Hablando sobre una bicicleta estática, ¿qué sería un _pedal crank_?

Muchas gracias de antemano.


----------



## andym

According to: 

http://sheldonbrown.com/eng-es.html#c

a crankset is 'las bielas' so I think a crank is 'una biela'.

http://www.tecnun.es/labcad/gallery/Curso_0304/0304_s2p1g4_pedalier/Imagenes/biela_small.jpg


----------



## 50something

Nina, podría ser dos cosas:
1. el mecanismo que soporta a los pedales de la bicicleta, es decir, los "brazos" donde se ajustan los pedales. Estos brazos estan conetados por el "shaft", que es la parte que atraviesa la parte inferior del chasis (donde gira todo el mecanismo) de la bicicleta de un lado al otro. No se si se entiende.
2. Podría ser una instrucción de operación de la bicicleta para lograr algun resultado específico, es decir, por ejemlpo, "perform a fast pedal crank", "realice un pedaleo rápido".

Gary


----------



## 50something

Andy tiene una definición mas específica. La "biela" del pedal sería lo que yo llamé "shaft". De manera que creo que "pedal crank" es todo el mecanismo que soporta los pedales.

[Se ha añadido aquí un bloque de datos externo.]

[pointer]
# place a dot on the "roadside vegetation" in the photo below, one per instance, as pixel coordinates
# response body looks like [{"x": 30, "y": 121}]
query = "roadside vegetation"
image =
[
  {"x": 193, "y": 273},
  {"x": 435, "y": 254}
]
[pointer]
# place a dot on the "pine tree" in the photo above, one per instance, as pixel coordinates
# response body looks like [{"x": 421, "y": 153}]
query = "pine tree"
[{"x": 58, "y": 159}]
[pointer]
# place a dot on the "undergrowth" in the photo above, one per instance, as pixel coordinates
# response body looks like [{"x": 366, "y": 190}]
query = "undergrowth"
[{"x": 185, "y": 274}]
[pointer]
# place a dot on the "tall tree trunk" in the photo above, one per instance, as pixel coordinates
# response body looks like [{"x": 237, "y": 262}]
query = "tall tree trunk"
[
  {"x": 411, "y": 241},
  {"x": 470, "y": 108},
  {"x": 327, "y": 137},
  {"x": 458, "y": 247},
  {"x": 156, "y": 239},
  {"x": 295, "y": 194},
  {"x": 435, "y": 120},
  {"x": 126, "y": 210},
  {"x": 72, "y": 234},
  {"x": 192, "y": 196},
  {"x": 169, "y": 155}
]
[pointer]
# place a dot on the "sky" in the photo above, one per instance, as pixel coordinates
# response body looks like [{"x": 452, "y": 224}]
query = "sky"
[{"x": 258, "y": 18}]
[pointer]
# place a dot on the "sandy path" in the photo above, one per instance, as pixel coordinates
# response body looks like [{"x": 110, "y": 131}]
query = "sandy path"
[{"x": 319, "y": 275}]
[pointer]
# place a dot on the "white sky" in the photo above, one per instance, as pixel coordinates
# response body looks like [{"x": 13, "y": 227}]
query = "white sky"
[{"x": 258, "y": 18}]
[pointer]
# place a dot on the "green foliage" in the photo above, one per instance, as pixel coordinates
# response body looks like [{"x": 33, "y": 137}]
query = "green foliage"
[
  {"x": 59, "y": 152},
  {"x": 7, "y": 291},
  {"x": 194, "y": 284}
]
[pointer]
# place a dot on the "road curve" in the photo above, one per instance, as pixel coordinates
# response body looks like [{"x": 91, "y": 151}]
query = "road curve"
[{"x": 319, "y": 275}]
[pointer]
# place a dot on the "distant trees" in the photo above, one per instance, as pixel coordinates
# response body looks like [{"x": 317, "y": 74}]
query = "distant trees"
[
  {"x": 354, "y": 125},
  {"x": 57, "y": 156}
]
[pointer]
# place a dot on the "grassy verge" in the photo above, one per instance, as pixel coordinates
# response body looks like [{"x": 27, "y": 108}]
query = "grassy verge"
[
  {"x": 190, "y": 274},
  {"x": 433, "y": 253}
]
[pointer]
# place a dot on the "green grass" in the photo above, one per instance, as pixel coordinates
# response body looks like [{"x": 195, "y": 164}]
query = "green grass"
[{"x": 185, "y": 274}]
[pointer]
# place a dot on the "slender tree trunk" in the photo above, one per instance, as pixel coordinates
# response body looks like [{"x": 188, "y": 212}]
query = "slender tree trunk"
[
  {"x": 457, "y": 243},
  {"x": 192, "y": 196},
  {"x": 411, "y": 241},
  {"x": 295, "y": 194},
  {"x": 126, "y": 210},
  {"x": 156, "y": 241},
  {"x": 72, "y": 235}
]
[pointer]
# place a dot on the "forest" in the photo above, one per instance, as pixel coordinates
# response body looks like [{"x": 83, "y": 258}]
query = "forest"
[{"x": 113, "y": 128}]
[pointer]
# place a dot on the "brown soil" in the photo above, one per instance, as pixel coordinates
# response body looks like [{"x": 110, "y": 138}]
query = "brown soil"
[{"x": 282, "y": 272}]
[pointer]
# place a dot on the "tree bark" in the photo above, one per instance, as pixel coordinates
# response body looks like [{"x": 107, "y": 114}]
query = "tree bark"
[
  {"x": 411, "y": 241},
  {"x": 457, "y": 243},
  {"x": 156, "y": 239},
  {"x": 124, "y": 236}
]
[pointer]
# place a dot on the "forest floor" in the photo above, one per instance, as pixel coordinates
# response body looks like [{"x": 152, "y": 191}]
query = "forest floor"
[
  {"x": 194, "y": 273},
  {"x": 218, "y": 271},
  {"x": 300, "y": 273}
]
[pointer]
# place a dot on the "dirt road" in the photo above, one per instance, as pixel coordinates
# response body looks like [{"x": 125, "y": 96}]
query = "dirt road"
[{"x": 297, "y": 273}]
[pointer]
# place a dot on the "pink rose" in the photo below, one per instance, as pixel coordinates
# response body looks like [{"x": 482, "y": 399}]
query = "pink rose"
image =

Ahora miren hay tambien una parte en los motores que se llama "crankshaft", es lo que diríamos el "cigüeñal".


----------



## andym

cochabamba

My picture (in the second link) comes from a Spanish website. It definitely shows a 'crank'. Could it be that the term is used differently in Latin America?


----------



## Firuso

Es el cigueñal del pedal, el pedal mismo.

Saludos


----------



## 50something

Andy, exactly man, that picture shows the part I described as "brazo". In which the pedal is installed on the lower (thiner) part of it, and the shaft connects the upper (star like) part of it with the other "brazo" on the other side of the bike. So, the "shaft" might not be part of the concept. And, according to the picture "pedal crank" might be only the "brazo", not sure though.


----------



## chics

cochabamba said:


> Nina, podría ser dos cosas:
> 1. el mecanismo que soporta a los pedales de la bicicleta, es decir, los "brazos" donde se ajustan los pedales. Estos brazos estan conetados por el "shaft", que es la parte que atraviesa la parte inferior del chasis (donde gira todo el mecanismo) de la bicicleta de un lado al otro. No se si se entiende.
> 2. Podría ser una instrucción de operación de la bicicleta para lograr algun resultado específico, es decir, por ejemlpo, "perform a fast pedal crank", "realice un pedaleo rápido".
> 
> Gary


 
*shaft = junta*


----------



## chics

Hola!

Existe un mecanismo muy útil para pasar de un movimiento lineal a uno rotatorio que es el formado por un *pistón* (lo que se mueve linearmente, adelante y atrás, o arriba y abajo), una *manivela* (en el otro extremo, lo que gira) y una barra central llamada *biela*. La _biela_ está unida por un extremo al _pistón_ y por el otro a la _manivela_.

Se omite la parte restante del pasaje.